At this time of writing, the global economy is showing signs of distress. Various key indices are flashing warning signs left and right due to a host of issues including governmental trade spats, central bank actions to prolong a tired “expansion”, business cycle pressures and shifting technology landscape. Regardless of the impetuses though, once the slowdowns happen, how do the practitioners transition their operations, product offerings and messaging to reflect the changing times? Can they get ahead of it in time before it happens?
Transition Issues
Shifting from optimism to reality. Analysts have a tendency to play a role of Pollyanna for clients, i.e., looking for the positive. Optimism bias is another aspect to this condition since research businesses rely upon the positive to produce findings and opinions that mirror the hopes of their clients. After all, no one, aside from the doom and gloom crowd, short sellers and opposition political parties, who wants to have a downturn?
There are also the analysts who have fallen hard for the technologies and markets they have been covering and don’t easily shift from a positive outlook. Perhaps they believe in the value propositions of the technologies or they simply see the trends as unstoppable. More advocate than analyst, they miss the contraindicators which leaves them looking foolish when the music stops.
Tightened spending and suspicion. When conditions begin to worsen companies adopt a far more defensive posture and as such simply curtail spending. There is also the realization that the market research business has been providing then with roadmaps for riches that are not materializing. Those reports selling opportunities are met with far more skepticism.
Messaging. When times are good the story is usually positive. The markets are seemingly robust, or soon will be, and growth is positive for the next several years. As no one can predict the next downturn it makes sense to just pick a growth rate and adjust for some believability factor. Yet, when the market turns the firm cannot keep telling everyone that things are great or talking about what is going to happen in five years, the customer base isn’t buying it. But confirming that things aren’t a robust or even negative isn’t likely to convince anyone to spend.
Product mix no longer suitable. Expensive services and reports are an easier sell when conditions are good, and optimism abounds. When markets tighten decisions take longer, additional layers of approval often required, skipping this year’s data update vs annual purchase is common decision by clients. And endless growth numbers I must again say, aren’t
Competitive landscape changes. You can expect that there will be new people entering the markets as they are released from their firms or deciding to start up a practice after being in industry.

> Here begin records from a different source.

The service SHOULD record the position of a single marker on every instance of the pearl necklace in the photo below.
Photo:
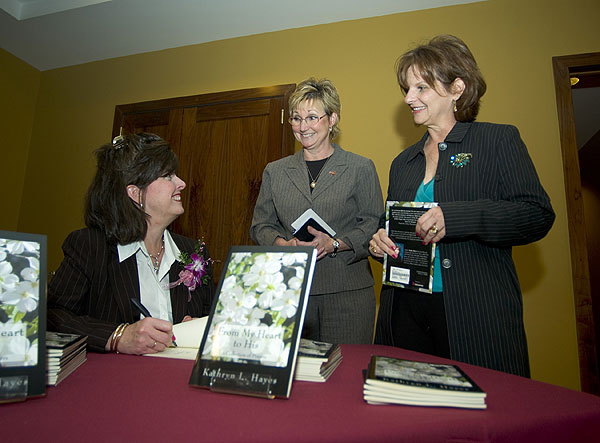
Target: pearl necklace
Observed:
(313, 182)
(155, 259)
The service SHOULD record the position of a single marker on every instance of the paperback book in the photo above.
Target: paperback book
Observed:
(66, 352)
(312, 219)
(252, 337)
(317, 360)
(413, 268)
(22, 315)
(396, 381)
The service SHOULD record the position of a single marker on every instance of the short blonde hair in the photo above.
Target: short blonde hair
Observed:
(320, 91)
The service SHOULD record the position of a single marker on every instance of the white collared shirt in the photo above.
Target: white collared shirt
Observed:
(154, 292)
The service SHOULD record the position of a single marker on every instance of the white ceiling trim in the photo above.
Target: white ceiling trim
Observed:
(24, 9)
(109, 29)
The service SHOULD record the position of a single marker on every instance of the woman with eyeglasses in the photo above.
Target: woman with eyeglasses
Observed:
(343, 189)
(126, 253)
(489, 200)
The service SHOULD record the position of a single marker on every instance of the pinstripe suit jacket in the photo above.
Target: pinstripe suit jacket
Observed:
(347, 197)
(491, 204)
(91, 291)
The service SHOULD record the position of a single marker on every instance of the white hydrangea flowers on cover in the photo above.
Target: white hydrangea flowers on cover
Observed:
(255, 315)
(19, 302)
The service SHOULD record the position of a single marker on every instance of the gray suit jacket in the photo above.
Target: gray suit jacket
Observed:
(347, 196)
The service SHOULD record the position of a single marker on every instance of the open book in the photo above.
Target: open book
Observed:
(312, 219)
(188, 336)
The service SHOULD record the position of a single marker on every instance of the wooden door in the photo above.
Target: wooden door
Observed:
(224, 141)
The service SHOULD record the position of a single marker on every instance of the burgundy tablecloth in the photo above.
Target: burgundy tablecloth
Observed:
(121, 397)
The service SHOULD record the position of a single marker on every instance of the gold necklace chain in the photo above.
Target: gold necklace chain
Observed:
(313, 181)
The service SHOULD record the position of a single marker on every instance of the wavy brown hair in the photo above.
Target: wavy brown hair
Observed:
(133, 159)
(444, 59)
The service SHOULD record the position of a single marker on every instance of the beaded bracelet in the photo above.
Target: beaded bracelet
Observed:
(116, 337)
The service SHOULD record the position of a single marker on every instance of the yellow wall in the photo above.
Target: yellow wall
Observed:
(19, 84)
(513, 41)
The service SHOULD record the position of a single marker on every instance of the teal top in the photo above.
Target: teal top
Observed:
(425, 194)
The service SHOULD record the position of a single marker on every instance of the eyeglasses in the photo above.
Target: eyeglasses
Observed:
(310, 120)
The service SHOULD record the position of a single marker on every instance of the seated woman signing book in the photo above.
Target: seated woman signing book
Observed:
(126, 253)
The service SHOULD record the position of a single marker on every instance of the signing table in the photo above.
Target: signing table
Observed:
(128, 398)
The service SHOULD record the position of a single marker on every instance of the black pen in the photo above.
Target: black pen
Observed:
(142, 310)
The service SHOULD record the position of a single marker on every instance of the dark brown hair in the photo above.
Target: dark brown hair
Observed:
(133, 159)
(444, 59)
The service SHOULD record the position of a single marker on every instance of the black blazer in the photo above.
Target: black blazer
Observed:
(492, 203)
(91, 291)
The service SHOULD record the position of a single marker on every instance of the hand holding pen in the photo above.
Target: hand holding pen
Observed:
(159, 325)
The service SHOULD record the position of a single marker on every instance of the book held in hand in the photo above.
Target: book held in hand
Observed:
(312, 219)
(413, 268)
(65, 353)
(317, 360)
(251, 340)
(407, 382)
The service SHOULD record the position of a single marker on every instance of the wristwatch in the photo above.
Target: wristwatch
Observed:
(336, 245)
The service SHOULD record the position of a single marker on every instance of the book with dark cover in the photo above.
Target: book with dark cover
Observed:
(413, 267)
(65, 353)
(398, 381)
(312, 219)
(22, 315)
(317, 360)
(67, 365)
(59, 343)
(251, 340)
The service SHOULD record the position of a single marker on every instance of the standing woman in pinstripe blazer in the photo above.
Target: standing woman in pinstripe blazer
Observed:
(490, 199)
(127, 253)
(343, 188)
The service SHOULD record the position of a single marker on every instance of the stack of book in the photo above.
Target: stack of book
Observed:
(66, 352)
(317, 360)
(406, 382)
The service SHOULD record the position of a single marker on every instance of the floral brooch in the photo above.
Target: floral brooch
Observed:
(460, 160)
(195, 272)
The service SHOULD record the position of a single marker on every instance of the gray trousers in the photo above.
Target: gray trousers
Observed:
(341, 317)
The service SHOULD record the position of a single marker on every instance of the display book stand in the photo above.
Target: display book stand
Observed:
(251, 340)
(22, 315)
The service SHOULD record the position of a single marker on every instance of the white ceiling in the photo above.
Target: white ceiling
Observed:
(50, 34)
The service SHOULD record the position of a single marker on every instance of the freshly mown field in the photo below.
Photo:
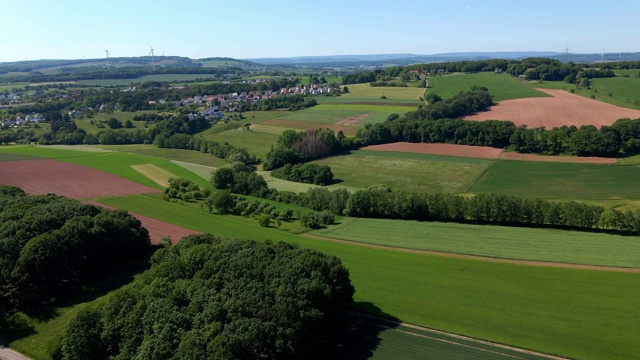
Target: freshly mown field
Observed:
(625, 91)
(501, 86)
(576, 313)
(405, 171)
(117, 163)
(256, 142)
(505, 242)
(561, 181)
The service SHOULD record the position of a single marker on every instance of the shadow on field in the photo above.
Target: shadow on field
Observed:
(363, 335)
(21, 324)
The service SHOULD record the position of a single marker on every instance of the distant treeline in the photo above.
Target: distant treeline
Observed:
(608, 141)
(381, 202)
(51, 244)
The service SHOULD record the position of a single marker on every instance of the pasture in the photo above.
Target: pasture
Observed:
(405, 171)
(501, 86)
(504, 242)
(572, 312)
(561, 180)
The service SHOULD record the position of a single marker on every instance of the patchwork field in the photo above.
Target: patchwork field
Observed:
(481, 152)
(405, 171)
(501, 86)
(502, 242)
(563, 108)
(77, 182)
(561, 180)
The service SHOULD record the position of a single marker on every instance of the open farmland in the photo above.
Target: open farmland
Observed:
(501, 86)
(504, 242)
(572, 312)
(482, 152)
(561, 180)
(405, 171)
(563, 108)
(77, 182)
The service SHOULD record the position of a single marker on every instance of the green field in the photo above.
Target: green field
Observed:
(561, 181)
(572, 312)
(405, 171)
(143, 79)
(256, 142)
(505, 242)
(501, 86)
(117, 163)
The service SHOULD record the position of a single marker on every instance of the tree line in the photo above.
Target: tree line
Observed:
(489, 208)
(51, 244)
(208, 297)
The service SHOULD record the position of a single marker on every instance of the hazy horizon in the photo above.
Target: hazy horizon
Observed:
(73, 29)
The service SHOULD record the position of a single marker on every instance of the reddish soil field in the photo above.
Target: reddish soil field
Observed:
(306, 125)
(569, 159)
(157, 229)
(64, 179)
(482, 152)
(563, 108)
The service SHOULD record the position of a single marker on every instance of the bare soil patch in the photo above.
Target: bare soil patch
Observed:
(482, 258)
(353, 120)
(306, 125)
(65, 179)
(157, 229)
(563, 108)
(482, 152)
(565, 159)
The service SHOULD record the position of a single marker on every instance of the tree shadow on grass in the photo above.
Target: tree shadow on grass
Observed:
(366, 324)
(20, 324)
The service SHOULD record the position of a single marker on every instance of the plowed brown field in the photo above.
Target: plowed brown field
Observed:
(64, 179)
(157, 229)
(482, 152)
(563, 108)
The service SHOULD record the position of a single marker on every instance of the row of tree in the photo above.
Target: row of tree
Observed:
(50, 244)
(381, 202)
(208, 297)
(307, 173)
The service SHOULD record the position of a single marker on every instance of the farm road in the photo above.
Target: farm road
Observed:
(8, 354)
(482, 258)
(455, 339)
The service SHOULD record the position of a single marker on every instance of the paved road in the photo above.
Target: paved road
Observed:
(8, 354)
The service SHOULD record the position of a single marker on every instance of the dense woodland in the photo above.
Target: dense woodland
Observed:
(208, 297)
(51, 244)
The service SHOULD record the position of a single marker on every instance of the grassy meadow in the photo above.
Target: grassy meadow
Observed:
(501, 86)
(561, 181)
(405, 171)
(504, 242)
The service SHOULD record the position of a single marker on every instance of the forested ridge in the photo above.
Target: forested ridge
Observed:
(51, 244)
(213, 298)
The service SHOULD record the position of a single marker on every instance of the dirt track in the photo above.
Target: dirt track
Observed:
(482, 152)
(482, 258)
(563, 108)
(74, 181)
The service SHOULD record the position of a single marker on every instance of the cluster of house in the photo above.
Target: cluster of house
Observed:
(31, 118)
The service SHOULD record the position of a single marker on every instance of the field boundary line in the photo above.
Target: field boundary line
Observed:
(478, 257)
(393, 323)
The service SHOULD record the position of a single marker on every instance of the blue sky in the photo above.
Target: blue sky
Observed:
(73, 29)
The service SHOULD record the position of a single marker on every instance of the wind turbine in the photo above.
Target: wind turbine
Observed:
(153, 57)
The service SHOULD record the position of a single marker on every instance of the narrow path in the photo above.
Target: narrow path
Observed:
(453, 338)
(8, 354)
(477, 257)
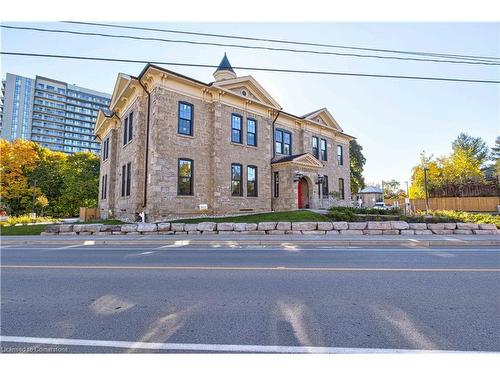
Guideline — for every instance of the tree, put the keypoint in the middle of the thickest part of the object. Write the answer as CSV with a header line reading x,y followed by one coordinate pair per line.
x,y
357,163
392,190
49,178
434,176
476,146
81,183
17,160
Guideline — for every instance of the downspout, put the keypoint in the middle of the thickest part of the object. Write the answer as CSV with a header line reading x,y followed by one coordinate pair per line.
x,y
274,153
146,154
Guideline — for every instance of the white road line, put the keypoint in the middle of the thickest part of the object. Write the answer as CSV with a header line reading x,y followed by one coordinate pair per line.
x,y
215,347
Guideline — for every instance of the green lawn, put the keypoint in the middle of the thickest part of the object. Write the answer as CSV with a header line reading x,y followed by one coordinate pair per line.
x,y
301,215
36,229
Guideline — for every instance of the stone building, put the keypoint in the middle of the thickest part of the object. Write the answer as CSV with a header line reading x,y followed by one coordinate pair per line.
x,y
173,146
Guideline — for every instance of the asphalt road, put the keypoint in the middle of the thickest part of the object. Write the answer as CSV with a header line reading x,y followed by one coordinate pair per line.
x,y
115,299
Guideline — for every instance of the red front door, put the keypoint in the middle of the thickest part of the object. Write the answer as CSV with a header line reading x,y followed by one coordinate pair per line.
x,y
300,194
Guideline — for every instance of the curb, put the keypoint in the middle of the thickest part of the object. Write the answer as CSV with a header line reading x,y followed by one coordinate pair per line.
x,y
195,240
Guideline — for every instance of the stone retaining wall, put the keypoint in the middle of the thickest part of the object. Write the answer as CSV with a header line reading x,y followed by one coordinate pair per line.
x,y
282,227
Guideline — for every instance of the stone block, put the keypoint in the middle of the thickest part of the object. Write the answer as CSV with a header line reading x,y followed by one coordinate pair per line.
x,y
163,227
442,231
383,225
476,231
372,231
52,228
275,231
270,225
250,227
488,226
177,227
239,227
325,225
351,231
253,232
407,232
66,228
147,227
399,225
467,226
304,225
284,225
332,232
313,231
129,228
225,227
435,226
419,226
390,232
340,225
423,231
357,225
462,231
190,227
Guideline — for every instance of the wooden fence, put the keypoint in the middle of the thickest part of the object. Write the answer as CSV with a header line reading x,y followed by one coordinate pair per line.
x,y
468,204
87,214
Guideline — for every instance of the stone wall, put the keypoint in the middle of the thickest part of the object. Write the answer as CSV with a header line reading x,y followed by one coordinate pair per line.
x,y
311,228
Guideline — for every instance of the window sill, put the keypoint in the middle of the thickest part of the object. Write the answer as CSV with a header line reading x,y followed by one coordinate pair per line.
x,y
185,135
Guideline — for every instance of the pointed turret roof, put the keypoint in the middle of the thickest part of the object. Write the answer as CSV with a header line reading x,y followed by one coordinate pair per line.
x,y
225,64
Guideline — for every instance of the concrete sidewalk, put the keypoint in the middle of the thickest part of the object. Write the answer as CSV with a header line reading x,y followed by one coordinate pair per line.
x,y
416,241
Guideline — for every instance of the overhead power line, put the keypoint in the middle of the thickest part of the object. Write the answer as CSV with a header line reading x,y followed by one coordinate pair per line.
x,y
419,53
318,72
134,37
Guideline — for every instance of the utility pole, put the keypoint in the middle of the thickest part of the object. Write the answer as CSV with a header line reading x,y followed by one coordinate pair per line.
x,y
426,191
33,208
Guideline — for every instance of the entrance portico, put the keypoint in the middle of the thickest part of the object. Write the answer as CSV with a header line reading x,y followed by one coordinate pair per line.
x,y
297,188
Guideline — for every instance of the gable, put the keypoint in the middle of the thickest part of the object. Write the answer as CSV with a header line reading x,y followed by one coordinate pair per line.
x,y
121,83
323,117
248,87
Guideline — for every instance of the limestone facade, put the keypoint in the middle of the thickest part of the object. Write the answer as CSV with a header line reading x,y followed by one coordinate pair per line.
x,y
156,145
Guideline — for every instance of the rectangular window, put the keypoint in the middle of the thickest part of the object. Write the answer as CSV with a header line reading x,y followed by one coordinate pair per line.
x,y
128,128
185,177
236,121
325,186
276,184
185,125
236,180
340,155
323,149
341,188
251,181
315,148
125,131
124,179
129,167
283,142
105,149
251,132
103,187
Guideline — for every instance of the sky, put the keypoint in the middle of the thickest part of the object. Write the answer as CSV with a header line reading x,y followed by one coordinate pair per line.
x,y
393,119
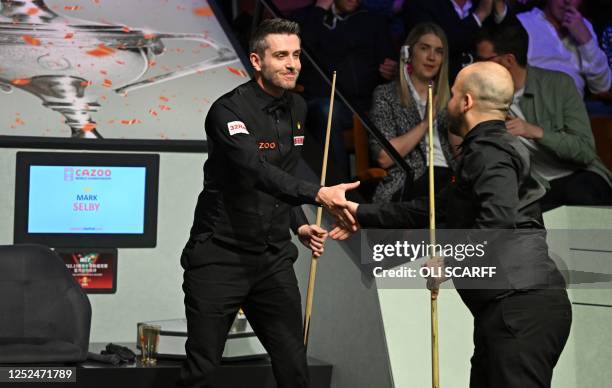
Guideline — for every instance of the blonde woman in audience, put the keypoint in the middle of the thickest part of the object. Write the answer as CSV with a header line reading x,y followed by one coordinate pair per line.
x,y
399,112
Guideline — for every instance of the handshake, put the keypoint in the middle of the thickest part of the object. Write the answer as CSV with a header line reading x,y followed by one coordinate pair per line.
x,y
333,199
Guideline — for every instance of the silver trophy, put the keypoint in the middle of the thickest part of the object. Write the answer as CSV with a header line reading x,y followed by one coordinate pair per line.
x,y
57,58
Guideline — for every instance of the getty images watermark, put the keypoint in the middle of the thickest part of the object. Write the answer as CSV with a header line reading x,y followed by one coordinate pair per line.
x,y
485,259
412,251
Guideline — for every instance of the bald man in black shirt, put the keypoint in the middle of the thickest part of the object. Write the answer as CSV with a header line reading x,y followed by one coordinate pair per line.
x,y
522,317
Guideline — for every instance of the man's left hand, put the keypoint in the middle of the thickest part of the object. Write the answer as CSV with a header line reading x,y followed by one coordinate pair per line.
x,y
520,127
313,237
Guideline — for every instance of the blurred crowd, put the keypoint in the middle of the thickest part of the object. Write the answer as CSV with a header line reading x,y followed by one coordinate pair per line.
x,y
388,52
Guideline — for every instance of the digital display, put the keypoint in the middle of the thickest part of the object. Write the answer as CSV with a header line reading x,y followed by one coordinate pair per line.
x,y
86,199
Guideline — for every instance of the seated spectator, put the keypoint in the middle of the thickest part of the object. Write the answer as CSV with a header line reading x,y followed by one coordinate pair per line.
x,y
561,39
461,20
550,118
344,37
399,112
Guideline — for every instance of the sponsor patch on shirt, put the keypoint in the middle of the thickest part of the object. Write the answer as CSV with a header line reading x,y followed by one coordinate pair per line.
x,y
236,127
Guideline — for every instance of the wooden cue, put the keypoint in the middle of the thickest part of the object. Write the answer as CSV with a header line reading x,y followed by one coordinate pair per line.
x,y
435,363
313,259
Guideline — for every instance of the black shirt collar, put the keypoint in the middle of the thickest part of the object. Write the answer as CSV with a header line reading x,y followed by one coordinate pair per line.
x,y
268,102
484,128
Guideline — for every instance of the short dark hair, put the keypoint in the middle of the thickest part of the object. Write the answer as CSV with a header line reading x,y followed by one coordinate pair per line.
x,y
258,44
510,39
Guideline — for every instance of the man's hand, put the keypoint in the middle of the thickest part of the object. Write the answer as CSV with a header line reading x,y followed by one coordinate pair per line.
x,y
436,265
313,237
484,9
388,69
325,4
499,6
341,233
520,127
574,23
334,200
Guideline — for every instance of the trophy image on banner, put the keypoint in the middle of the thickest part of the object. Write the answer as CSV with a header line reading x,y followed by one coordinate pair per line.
x,y
65,61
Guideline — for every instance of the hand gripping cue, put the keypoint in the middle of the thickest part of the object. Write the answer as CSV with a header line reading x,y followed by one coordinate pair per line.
x,y
435,364
313,259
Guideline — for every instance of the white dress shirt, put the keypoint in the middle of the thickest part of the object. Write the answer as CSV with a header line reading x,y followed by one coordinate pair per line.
x,y
587,64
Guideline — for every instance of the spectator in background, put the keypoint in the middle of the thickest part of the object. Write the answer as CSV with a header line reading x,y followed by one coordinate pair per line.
x,y
550,118
342,36
561,39
461,20
399,112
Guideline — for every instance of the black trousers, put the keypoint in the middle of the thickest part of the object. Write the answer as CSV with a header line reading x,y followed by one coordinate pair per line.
x,y
217,281
518,339
582,188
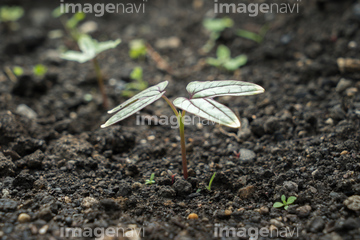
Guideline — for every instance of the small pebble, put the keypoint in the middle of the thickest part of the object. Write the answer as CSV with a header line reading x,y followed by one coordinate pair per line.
x,y
23,218
193,216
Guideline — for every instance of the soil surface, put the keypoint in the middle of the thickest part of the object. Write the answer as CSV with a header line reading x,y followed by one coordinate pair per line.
x,y
300,138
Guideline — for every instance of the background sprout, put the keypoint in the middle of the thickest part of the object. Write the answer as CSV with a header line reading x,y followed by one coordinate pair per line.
x,y
137,49
215,26
225,61
200,103
90,48
40,70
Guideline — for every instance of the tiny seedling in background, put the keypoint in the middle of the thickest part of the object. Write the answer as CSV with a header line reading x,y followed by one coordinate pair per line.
x,y
151,180
137,85
9,16
200,103
39,70
224,60
215,26
257,37
285,203
137,49
70,25
90,48
18,71
211,180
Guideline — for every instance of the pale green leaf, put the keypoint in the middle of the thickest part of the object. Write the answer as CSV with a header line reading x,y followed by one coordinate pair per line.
x,y
210,89
136,103
223,52
278,204
209,109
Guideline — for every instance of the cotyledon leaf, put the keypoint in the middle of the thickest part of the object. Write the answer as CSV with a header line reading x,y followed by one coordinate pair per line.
x,y
210,89
136,103
209,109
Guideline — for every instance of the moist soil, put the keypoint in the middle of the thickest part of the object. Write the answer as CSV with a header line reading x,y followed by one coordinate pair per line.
x,y
300,138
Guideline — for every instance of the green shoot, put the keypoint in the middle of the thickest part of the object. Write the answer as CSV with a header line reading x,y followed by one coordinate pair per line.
x,y
256,37
285,203
200,103
211,180
151,180
224,60
39,70
90,48
138,85
215,27
18,71
137,49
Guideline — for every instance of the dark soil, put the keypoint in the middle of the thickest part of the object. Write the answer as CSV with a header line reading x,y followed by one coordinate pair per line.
x,y
300,138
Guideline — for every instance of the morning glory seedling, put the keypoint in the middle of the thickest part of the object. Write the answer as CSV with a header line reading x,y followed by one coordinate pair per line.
x,y
284,203
215,26
151,180
90,48
211,180
199,103
137,49
225,61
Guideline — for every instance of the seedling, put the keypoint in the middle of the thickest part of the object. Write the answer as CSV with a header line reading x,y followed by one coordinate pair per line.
x,y
284,203
151,180
211,180
257,37
18,71
70,25
9,16
200,103
137,85
39,70
90,48
215,26
137,49
224,60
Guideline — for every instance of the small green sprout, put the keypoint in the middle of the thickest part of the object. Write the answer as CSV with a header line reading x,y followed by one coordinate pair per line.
x,y
151,180
284,203
18,71
40,70
137,49
11,14
225,61
200,103
90,48
215,26
138,85
257,37
211,180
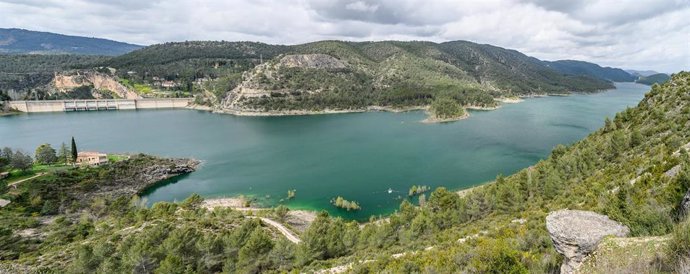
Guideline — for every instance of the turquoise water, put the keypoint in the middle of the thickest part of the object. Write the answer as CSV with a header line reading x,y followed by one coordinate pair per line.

You can also expect that you will have a smaller market to draw revenues from as companies fold, merge or are purchased.
Plenty of other issues to resolve including personnel, market coverage, partnering, outsourcing, finding new markets, new messaging strategies and the like. And there is the process of painful cost reductions, potential laying off staff and for principals, tightening their own belts.
Every market goes through cycles, but it has been quite some time since the last time we saw a recession. Can’t predict when it will happen but as the foundation for one has been set, isn’t it time to start thinking ahead for when it does?